FINRA sounds alarm on online distribution platforms
FINRA has sent out a warning shot about the proliferation of online platforms.
"Some member firms assert they are not selling or recommending securities when involved with online distribution platforms, despite evidence to the contrary," the regulator wrote in the latest installment of its annual exam priorities letter. That evidence includes "handling customer accounts and funds, or receiving transaction-based compensation," via the online services.
The new letter also covers money-laundering rules, fixed-income disclosures, cryptocurrencies and new regtech tools firms are using to stay compliant.
"This year's letter takes a somewhat new approach — as compared to similar letters issued in prior years — by focusing primarily on those topics that will be materially new areas of emphasis for our risk monitoring and examination programs in the coming year," FINRA's CEO Robert Cook wrote.
Online distribution platforms are a cause for concern because firms may use them to skirt some of their traditional compliance obligations. Online sales platforms have been embraced by unregistered entities, which sometimes work with registered firms to act as a selling agent or broker of record, the letter says.
FINRA says it plans to scrutinize how firms perform a variety of compliance functions in this area, including how they conduct reasonable basis and suitability analysis, as well as supervision and communications.
In 2019, brokers can also expect heightened scrutiny of how they are responding to a new regulation from the Treasury Department that took effect last May. The Financial Crimes Enforcement Network or FinCEN, a Treasury division that handles money-laundering issues, finalized a rule updating customer due diligence requirements for brokers, banks, mutual funds and other entities.
Under that regulation, the network is requiring firms to identify beneficial owners of accounts. FINRA says it expects brokers to demonstrate how they have come to "understand the nature and purpose of customer accounts" and how they conduct ongoing monitoring and submit suspicious activity reports.
The move follows calls for reform. Banned brokers, acting in lieu of attorneys, have made a living for decades representing investors.

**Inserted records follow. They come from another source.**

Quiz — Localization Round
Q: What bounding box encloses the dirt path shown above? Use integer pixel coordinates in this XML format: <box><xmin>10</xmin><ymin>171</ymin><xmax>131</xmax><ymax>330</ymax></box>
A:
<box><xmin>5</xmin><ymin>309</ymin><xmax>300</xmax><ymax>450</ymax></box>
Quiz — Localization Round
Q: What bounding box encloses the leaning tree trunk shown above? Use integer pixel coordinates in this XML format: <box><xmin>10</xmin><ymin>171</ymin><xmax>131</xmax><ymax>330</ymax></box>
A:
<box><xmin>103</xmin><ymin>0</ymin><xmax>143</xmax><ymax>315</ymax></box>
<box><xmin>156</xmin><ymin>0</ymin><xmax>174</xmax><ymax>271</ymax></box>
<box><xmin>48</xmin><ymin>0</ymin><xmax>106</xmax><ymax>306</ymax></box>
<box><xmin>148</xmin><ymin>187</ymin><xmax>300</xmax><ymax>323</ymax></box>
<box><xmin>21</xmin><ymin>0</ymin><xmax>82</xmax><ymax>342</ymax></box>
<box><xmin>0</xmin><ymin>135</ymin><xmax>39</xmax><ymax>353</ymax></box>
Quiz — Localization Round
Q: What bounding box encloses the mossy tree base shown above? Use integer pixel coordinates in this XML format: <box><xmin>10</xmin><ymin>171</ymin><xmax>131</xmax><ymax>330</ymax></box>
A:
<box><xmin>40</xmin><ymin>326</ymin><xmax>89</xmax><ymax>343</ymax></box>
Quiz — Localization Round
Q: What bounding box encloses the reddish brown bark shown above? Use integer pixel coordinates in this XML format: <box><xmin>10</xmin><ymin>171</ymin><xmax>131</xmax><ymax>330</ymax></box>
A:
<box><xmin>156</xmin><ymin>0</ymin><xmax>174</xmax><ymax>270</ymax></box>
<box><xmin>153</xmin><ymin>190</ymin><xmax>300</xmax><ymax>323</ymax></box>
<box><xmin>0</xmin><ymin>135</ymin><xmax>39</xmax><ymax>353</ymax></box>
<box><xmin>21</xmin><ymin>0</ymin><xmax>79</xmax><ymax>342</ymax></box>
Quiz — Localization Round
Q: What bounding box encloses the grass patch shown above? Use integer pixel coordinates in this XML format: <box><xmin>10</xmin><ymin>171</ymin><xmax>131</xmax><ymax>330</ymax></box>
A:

"FINRA will focus on the data integrity of those suspicious activity monitoring systems, as well as the decisions associated with changes to those systems," the letter says.
Another new area of focus concerns fixed-income disclosures following the implementation of a new rule governing how dealers provide information on securities mark-ups and mark-downs.
FINRA examiners also will be focusing on new regtech advances, to "understand how [firms] are using such tools and addressing related risks, challenges or regulatory concerns."
Additionally, FINRA is warning about firms' rising interest in digital assets, such as cryptocurrencies.
The regulator also broke down how it uses risk monitoring to identify emerging threats and, when needed, crafts an appropriate regulatory response.
To delve further into these issues issues, FINRA is planning a spate of conferences this year, following the first it has already held in 2019.